South Sudan Well on the Way to Independence

At the beginning of polling there had been fears of voter intimidation and violence, but the vote for independence of south Sudan was largely "peaceful and credible", with 95% voter turnout and 96% supporting succession and, so it seems, with Khartoum and Bashir fully supporting the southern decision for independence. Though media attention has turned to the uprising and subsequent establishment of a new government in Tunisia, the Sudan issue is neither resolved nor by any means over; it is has merely reached a checkpoint.

While George Clooney and his minions spent the week in Juba monitoring the voting process in order to point out any possible genocides-in-action (despite the inherent futility in the endeavor - but that is the subject for a genocide post, coming soon!), the time for monitoring will be in July, when the referendum takes effect and the status of southerners in the north (and vice versa) becomes uncertain. Or when (and if) the oil-rich Abyei district votes for succession of independence. Or if Darfur rebels, recently expelled from southern Sudan in an attempt to appease Khartoum, will now view the south as much of an enemy as the north. Or is opposition leaders in the north continue to call for reform and are continually silenced through arrests.

And those are only external possibilities of violence: in the various articles covering the vote last week I read one in which southern Sudanese believe a independent South Sudan will better protect them from the Lord's Resistance Army. The LRA has used Sudan as a base of operations for years and since at least 2005 has perpetrated attacks on Sudanase living in the south. Khartoum stands accused of supporting the LRA, especially during the north-south civil war in Sudan (to effectively weaken the south.) The general belief is that with Khartoum no longer in control of the south, the new government will be better able to protect its citizens from invasions and raids.

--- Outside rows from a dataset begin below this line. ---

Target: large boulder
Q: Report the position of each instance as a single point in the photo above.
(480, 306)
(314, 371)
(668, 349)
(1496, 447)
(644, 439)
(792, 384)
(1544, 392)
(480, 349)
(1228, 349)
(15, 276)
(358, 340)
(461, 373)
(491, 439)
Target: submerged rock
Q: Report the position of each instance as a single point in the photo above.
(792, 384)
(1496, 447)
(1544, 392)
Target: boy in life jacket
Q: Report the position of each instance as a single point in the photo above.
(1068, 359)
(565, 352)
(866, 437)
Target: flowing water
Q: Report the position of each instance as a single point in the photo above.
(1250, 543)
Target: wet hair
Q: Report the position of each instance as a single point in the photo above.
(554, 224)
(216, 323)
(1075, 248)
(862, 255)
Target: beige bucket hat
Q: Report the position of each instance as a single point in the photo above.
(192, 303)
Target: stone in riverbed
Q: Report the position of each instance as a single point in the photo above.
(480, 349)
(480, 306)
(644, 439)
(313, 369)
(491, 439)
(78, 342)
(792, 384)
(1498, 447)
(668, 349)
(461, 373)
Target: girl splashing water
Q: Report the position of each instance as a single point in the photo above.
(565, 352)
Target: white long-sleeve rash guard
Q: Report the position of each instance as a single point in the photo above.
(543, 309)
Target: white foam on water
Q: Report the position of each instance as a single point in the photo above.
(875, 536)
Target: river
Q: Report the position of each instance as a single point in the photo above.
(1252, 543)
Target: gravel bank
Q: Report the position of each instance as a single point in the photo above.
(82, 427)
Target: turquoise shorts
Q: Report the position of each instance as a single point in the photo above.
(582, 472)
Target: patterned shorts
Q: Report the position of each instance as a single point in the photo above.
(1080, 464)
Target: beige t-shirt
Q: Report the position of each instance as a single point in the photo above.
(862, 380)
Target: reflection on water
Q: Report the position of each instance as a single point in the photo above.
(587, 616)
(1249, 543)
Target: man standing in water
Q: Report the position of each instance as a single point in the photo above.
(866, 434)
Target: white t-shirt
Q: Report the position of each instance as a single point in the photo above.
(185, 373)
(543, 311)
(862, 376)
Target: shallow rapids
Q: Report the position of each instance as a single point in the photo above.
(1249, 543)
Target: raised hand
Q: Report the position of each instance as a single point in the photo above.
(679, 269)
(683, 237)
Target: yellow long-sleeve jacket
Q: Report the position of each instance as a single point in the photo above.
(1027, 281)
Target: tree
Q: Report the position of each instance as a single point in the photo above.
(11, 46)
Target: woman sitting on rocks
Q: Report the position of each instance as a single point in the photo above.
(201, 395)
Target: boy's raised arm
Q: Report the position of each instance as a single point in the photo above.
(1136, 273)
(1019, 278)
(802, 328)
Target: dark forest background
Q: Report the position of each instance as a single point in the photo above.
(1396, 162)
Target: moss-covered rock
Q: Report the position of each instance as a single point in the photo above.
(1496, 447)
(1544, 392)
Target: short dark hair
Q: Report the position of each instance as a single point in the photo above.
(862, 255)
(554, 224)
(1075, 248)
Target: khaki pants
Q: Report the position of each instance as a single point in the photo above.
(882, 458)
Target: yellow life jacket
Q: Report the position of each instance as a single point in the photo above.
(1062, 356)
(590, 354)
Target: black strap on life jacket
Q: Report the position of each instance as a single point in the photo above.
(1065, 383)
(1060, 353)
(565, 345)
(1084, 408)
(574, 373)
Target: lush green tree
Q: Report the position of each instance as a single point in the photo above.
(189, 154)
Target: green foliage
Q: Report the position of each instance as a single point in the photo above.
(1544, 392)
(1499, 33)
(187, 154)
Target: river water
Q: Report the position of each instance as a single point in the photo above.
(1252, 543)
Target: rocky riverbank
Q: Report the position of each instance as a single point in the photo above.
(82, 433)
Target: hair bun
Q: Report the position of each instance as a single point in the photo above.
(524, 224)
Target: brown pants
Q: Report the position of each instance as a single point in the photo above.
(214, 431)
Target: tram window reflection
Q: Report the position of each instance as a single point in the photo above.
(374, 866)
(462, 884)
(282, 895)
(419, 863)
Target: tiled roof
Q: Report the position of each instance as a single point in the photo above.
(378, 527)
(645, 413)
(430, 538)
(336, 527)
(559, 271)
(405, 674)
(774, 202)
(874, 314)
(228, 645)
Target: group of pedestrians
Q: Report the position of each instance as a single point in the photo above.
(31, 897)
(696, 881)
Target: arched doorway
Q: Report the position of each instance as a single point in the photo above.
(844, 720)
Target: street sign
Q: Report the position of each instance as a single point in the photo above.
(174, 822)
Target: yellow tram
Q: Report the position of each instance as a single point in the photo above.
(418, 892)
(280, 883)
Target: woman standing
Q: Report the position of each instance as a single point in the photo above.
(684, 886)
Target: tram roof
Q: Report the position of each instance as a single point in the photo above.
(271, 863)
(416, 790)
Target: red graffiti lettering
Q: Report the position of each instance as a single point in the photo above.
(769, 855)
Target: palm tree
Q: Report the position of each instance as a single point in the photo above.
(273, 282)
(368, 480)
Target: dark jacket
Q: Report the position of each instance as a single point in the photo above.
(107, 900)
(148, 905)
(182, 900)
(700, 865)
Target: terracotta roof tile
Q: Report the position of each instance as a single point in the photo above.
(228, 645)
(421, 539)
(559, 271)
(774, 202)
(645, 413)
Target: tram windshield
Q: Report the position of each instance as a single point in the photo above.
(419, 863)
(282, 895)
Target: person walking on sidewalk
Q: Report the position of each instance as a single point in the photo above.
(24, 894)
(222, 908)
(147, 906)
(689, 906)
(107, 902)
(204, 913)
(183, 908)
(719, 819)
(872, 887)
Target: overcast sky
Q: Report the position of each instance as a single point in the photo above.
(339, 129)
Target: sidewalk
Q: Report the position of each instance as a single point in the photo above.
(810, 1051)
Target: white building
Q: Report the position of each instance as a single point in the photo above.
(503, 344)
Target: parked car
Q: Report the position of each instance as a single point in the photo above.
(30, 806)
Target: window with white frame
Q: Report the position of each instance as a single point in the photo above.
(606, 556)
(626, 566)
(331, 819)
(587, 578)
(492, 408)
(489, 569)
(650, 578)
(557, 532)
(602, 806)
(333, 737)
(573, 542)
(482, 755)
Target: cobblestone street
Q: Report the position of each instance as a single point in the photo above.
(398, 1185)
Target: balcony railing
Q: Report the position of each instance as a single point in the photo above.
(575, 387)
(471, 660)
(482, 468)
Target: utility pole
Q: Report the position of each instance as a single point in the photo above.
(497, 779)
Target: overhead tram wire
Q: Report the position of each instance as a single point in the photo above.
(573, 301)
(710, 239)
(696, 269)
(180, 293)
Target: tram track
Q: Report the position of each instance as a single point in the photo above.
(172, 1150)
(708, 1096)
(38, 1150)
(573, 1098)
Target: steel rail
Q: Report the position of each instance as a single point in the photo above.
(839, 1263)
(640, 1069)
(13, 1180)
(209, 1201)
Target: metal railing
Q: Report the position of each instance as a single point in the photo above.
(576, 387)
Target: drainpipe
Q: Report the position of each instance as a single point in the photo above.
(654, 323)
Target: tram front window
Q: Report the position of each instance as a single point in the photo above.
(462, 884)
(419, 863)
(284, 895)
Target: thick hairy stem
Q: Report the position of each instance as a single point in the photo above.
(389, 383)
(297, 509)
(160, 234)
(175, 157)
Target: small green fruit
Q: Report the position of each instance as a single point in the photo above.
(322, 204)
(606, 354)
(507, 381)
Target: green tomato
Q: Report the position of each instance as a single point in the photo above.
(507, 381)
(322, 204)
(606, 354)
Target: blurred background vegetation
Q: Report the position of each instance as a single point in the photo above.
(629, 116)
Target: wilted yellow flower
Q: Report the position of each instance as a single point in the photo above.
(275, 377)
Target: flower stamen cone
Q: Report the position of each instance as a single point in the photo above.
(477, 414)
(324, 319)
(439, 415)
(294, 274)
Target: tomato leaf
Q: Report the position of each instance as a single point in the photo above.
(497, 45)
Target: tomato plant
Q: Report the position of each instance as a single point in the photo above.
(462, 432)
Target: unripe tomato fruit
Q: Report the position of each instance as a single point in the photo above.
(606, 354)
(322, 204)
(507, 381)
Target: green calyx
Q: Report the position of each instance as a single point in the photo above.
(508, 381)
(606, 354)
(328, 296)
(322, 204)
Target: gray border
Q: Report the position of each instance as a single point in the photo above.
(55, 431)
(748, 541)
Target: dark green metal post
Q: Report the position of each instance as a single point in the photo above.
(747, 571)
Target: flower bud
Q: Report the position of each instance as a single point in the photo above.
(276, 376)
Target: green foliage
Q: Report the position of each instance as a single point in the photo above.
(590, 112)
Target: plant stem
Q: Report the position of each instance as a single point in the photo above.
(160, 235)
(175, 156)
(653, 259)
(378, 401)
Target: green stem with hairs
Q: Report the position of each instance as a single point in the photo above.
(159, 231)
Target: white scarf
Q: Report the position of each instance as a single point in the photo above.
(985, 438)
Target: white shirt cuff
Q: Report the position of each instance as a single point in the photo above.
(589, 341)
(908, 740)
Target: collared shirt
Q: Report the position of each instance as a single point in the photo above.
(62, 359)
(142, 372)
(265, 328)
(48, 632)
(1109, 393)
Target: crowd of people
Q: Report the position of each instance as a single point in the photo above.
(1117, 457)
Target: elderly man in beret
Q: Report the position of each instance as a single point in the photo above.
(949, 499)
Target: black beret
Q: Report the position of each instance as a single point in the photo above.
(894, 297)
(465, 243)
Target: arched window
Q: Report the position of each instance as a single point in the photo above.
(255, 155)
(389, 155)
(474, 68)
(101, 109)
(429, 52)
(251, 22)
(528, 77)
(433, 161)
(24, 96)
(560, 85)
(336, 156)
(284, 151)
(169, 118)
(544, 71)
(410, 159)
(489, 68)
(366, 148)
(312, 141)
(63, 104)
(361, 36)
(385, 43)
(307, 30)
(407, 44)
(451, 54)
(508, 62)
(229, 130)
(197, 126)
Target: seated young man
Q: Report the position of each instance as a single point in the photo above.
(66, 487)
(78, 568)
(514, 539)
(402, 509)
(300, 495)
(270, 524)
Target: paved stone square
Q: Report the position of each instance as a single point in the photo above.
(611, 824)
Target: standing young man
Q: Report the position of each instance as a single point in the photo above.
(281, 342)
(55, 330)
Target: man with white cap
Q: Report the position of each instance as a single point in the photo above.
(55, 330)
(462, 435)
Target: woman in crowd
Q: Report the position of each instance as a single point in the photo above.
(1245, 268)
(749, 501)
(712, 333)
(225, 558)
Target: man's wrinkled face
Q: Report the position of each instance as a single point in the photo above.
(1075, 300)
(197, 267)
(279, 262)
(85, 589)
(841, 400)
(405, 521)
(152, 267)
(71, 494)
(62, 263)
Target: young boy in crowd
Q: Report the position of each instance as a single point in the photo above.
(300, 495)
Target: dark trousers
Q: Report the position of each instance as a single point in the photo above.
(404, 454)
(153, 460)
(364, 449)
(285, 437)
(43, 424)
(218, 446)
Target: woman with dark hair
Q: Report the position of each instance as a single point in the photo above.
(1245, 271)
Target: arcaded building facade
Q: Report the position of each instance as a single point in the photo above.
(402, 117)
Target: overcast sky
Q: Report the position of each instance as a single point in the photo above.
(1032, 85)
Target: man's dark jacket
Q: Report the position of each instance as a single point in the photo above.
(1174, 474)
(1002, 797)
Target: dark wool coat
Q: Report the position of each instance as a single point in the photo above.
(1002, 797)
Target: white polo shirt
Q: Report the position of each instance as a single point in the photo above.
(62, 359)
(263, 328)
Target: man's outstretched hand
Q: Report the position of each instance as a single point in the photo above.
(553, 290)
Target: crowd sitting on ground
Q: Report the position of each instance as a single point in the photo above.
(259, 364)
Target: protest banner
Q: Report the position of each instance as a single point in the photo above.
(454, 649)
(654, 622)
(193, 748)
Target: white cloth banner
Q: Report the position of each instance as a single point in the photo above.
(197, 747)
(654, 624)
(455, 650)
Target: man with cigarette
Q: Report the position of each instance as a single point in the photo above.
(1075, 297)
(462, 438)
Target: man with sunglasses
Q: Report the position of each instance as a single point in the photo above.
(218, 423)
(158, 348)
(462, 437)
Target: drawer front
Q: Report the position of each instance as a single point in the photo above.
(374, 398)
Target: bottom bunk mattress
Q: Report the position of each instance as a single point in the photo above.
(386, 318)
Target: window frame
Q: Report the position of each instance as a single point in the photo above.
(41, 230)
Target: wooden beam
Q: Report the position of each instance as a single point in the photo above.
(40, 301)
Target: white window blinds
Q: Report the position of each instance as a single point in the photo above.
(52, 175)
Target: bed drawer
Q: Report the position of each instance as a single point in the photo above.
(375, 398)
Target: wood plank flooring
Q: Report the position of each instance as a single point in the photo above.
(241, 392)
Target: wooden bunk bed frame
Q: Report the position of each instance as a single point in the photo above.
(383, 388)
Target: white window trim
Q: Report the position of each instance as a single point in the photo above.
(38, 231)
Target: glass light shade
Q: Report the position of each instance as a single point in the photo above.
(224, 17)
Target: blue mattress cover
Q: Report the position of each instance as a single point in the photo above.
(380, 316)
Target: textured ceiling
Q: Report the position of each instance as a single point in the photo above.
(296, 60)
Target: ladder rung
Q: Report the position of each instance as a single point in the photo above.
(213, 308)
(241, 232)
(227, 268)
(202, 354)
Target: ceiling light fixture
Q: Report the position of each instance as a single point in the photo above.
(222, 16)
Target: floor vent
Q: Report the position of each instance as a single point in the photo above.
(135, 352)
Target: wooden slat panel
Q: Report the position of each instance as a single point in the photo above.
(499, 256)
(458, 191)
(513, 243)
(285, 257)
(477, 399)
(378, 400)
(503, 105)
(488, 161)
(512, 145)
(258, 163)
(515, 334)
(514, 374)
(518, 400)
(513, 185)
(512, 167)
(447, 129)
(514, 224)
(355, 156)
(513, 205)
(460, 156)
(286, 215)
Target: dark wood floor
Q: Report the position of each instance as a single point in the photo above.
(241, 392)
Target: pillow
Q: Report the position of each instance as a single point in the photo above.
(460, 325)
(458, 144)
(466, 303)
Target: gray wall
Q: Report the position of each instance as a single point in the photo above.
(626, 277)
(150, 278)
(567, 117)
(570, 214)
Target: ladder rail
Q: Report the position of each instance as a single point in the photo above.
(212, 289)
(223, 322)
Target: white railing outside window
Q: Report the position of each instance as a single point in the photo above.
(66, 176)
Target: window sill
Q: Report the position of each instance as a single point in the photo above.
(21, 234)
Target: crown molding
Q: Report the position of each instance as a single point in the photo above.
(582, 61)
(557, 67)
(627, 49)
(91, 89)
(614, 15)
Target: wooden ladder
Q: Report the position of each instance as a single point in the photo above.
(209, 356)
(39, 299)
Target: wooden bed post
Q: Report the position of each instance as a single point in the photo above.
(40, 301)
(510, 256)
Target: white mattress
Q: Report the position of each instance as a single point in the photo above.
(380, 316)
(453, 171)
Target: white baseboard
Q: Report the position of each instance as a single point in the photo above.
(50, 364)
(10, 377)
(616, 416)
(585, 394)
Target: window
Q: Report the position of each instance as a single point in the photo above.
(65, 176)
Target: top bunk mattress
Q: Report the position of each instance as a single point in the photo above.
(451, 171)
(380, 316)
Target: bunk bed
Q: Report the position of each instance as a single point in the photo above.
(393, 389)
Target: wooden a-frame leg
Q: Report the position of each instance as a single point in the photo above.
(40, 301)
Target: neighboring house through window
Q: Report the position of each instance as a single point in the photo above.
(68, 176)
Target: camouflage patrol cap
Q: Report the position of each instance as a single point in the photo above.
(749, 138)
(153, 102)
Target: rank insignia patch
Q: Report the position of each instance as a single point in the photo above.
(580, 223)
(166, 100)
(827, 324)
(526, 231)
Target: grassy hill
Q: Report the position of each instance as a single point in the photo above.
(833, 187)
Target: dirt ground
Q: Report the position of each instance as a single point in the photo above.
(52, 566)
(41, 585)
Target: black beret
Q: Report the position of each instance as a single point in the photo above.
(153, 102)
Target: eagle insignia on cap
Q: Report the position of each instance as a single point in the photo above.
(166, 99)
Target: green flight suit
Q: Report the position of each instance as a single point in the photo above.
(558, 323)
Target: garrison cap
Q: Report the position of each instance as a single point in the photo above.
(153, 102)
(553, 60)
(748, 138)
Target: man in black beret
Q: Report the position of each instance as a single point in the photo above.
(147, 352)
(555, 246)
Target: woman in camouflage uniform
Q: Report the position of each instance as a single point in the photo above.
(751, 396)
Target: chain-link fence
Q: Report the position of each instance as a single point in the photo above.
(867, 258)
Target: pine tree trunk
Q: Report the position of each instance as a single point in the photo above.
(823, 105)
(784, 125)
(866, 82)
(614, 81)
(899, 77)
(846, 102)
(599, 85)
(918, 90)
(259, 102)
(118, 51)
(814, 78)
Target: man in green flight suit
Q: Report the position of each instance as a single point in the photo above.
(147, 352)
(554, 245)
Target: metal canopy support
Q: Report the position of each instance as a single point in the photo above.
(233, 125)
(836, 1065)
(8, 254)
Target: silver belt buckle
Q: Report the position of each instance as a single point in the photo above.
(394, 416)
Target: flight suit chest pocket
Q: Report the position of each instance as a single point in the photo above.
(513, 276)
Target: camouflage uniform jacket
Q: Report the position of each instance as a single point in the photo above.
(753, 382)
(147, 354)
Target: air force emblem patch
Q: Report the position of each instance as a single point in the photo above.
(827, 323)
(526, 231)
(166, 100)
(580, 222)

My worry - and I am sure I not the only one, Western, African, Sudanese, what-have-you - is that a new South Sudan will not be able to immediately assuage the concerns of southern Sudanese. Al-Bashir himself, in a non-pedantic, honest assessment, pointed out that the initial stages of countryhood will be rough and uncertain for South Sudan. Being an American in the age of Obama, I know how fickle a population can be, especially when demands are not immediately answered. While I hope the government of the new South Sudan will diligently fulfill the hopes and allay the fears of its populace, I also hope that populace will be understanding during the grace period any new country needs. It remains to be seen, but as long as an independent South Sudan remains true to the southern Sudanese our hopes can remain positive.